Can the Medical Council of India effectively end the practice of drug companies giving freebies to doctors?

After nearly two years of discussions, the Medical Council of India (MCI) has decided on penalties for doctors found accepting gifts worth more than Rs 1,000 from pharmaceutical companies. It has prescribed punishments ranging from fines to suspension of licences for doctors found to have accepted gifts, travel facilities or any other form of hospitality from the drug industry. Endorsing a pharmaceutical product could lead to permanent removal of the doctor’s name from the medical register and there are also plans to publish the details on its web site including the names of the doctor and the drug company. The proposals are now awaiting the approval of the health ministry at the centre.
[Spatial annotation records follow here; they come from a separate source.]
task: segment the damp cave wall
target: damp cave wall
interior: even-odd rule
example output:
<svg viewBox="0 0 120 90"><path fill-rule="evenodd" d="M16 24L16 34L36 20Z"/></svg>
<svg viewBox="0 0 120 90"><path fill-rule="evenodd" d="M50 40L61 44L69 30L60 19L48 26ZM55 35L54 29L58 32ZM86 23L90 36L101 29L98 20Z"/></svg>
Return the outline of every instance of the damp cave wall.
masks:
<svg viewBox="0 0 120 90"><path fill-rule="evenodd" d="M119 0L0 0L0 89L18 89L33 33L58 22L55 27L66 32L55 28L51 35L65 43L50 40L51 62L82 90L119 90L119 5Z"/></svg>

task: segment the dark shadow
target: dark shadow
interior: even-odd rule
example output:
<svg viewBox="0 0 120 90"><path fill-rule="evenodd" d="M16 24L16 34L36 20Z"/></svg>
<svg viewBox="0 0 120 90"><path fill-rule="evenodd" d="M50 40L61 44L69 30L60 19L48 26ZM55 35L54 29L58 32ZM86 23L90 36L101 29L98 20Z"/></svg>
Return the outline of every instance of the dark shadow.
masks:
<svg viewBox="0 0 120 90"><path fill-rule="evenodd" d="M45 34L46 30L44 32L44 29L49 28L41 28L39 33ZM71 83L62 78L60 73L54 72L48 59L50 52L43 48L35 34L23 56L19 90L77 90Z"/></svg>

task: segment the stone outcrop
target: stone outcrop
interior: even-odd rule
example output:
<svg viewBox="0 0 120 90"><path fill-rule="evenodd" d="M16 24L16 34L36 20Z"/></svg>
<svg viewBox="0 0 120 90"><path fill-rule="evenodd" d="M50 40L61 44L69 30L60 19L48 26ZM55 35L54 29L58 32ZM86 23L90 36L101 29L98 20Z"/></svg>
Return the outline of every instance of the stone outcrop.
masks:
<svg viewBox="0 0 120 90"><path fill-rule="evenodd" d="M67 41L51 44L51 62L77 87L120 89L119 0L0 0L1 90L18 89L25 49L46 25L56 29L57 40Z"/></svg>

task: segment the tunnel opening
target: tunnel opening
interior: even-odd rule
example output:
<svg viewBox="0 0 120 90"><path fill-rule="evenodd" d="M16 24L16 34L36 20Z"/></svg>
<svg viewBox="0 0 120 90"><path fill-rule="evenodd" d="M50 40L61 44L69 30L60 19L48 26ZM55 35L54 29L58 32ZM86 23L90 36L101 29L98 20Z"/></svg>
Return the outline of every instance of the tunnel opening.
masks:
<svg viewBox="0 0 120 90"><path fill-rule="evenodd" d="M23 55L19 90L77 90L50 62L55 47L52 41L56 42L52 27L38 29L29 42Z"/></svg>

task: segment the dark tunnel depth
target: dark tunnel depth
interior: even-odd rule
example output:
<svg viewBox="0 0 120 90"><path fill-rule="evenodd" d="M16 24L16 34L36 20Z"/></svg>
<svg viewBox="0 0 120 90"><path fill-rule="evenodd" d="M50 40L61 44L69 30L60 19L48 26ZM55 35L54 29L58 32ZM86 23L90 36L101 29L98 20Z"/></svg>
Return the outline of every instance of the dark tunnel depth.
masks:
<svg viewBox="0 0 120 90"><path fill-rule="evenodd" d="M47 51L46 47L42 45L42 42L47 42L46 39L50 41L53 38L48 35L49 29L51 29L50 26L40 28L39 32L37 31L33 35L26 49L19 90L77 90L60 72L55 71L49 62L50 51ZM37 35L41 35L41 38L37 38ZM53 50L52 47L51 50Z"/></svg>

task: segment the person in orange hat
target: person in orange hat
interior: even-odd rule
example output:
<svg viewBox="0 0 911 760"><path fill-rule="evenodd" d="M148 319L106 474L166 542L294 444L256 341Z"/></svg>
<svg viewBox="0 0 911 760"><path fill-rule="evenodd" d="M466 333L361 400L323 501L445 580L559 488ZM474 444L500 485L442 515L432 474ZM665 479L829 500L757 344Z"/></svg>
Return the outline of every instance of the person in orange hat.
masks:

The concern about the aggressive marketing activities of pharmaceutical companies influencing doctors’ prescriptions and the tangible and intangible effects these could have on patients has been a long-standing one. From free letterheads and pens to all-expenses paid evenings out and foreign trips for his or her family, drug companies are known to relentlessly woo the physician. This state of affairs is well known. However, as with any other proposal to deal with a situation that has layers of complicity and is fluid enough to escape straight roadblocks, this one too is fraught with problems of implementation. The MCI shows over 5.5 lakh doctors on its registers and it is the state medical councils that will have to actually implement the punitive measures. Will they be able to police individual members? Again, as with any other malpractice that is legally prohibited, there is always the possibility that such wrongdoing too will be driven underground.